Three months ended July 2, 2000 compared to the three months ended July 4, 1999
Net sales were $24.5 in the second quarter of 2000 and $24.8 in the second
quarter of 1999. The decrease of $0.3 or 1.2% was due to lower shipment volume
primarily to the Company's non-licorice natural product customers. This decline
was partially offset by an increase in revenues from the Company's domestic and
foreign licorice operations.
Cost of sales were $12.6 and $13.1 in the second quarter of 2000 and 1999,
respectively. As a percentage of net sales, the Company's cost of sales was
51.4% in 2000 and 52.8% in 1999. This decrease was due to lower material costs
and a change in the mix of products sold.

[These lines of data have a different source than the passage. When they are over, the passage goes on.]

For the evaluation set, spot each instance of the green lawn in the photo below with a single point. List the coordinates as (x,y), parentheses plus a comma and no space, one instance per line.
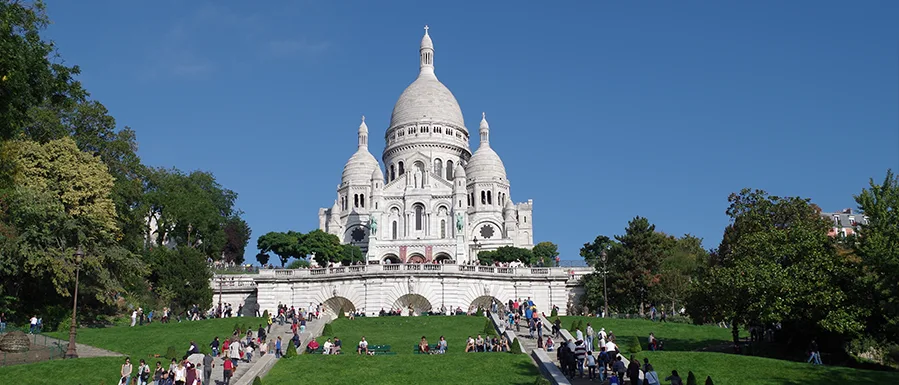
(731,369)
(403,334)
(137,342)
(675,336)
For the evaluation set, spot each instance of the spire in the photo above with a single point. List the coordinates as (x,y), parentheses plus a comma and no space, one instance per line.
(363,134)
(485,130)
(426,54)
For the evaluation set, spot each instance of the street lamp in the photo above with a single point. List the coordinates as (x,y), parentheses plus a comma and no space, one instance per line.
(605,296)
(71,352)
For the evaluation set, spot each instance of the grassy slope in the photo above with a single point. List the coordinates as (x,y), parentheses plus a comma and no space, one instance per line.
(675,336)
(403,334)
(137,342)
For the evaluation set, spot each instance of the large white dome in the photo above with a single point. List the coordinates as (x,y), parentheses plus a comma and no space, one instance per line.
(427,99)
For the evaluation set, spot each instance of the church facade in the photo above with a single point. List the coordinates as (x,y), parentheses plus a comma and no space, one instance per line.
(434,200)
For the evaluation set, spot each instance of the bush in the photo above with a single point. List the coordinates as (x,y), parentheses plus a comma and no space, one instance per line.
(633,345)
(691,378)
(515,347)
(291,350)
(171,353)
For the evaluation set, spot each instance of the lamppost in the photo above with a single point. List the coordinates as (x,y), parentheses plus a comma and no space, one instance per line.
(71,352)
(605,296)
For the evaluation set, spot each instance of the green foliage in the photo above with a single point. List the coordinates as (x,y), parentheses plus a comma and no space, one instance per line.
(545,253)
(691,378)
(515,347)
(291,350)
(633,345)
(171,353)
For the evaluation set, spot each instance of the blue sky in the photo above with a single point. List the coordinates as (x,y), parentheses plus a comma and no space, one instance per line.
(601,111)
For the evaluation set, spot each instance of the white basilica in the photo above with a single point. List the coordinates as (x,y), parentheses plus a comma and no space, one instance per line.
(434,200)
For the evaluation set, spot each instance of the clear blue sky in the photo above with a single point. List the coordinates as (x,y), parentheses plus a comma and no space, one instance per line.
(600,110)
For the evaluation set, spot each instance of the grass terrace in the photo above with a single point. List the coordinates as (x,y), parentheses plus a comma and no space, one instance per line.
(403,335)
(139,342)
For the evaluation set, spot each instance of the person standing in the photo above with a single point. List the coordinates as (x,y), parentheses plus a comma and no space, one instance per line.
(126,371)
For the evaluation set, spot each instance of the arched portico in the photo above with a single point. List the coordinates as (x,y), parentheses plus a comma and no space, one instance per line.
(418,302)
(337,303)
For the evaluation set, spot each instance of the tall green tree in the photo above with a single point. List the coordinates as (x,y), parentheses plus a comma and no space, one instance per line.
(878,247)
(545,253)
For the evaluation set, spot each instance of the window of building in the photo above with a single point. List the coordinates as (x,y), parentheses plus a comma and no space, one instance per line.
(419,217)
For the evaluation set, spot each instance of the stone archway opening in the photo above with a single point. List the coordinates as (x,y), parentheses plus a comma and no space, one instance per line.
(417,302)
(416,258)
(486,302)
(337,303)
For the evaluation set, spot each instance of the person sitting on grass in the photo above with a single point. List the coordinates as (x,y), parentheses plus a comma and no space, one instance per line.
(363,346)
(423,346)
(441,346)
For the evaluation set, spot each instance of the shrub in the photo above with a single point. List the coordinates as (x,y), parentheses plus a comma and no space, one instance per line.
(171,352)
(516,346)
(691,378)
(291,350)
(633,345)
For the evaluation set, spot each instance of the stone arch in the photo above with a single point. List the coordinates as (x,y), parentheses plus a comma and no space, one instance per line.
(336,303)
(416,258)
(443,257)
(393,258)
(486,302)
(418,302)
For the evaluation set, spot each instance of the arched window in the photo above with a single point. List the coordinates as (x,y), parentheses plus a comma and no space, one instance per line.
(419,216)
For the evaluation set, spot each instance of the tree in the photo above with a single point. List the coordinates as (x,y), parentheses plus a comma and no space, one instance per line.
(326,247)
(592,252)
(778,265)
(878,249)
(284,245)
(545,253)
(237,234)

SG&A expenses were $1.3 and $1.7 in the second quarter of 2000 and 1999,
respectively. The 2000 expenses were lower primarily due to higher income
recorded on the Company's overfunded pension plan.
Interest expense, net was $0.8 and $0.7 in the second quarter of 2000 and
1999, respectively. The increase was due to higher average interest rates.
The tax provision for federal, state and local, and foreign income taxes as
a percentage of earnings before income taxes was 41.4% in 2000 and 41.5% in
1999.
Six months ended July 2, 2000 compared to the six months ended July 4, 1999
Net sales were $47.2 and $48.9 for the six months periods ended July 2, 2000
and July 4, 1999, respectively. The decrease of $1.7 or 3.5% resulted from
decreased shipments to the Company's tobacco and non tobacco customers from its
French subsidiary and lower domestic sales of non-licorice natural products.
Cost of sales were $24.5 and $25.5 in 2000 and 1999, respectively. As a
percentage of net sales, cost of sales was 51.9% in 2000 and 52.1% in 1999. The
2000 decrease was due primarily to lower material costs.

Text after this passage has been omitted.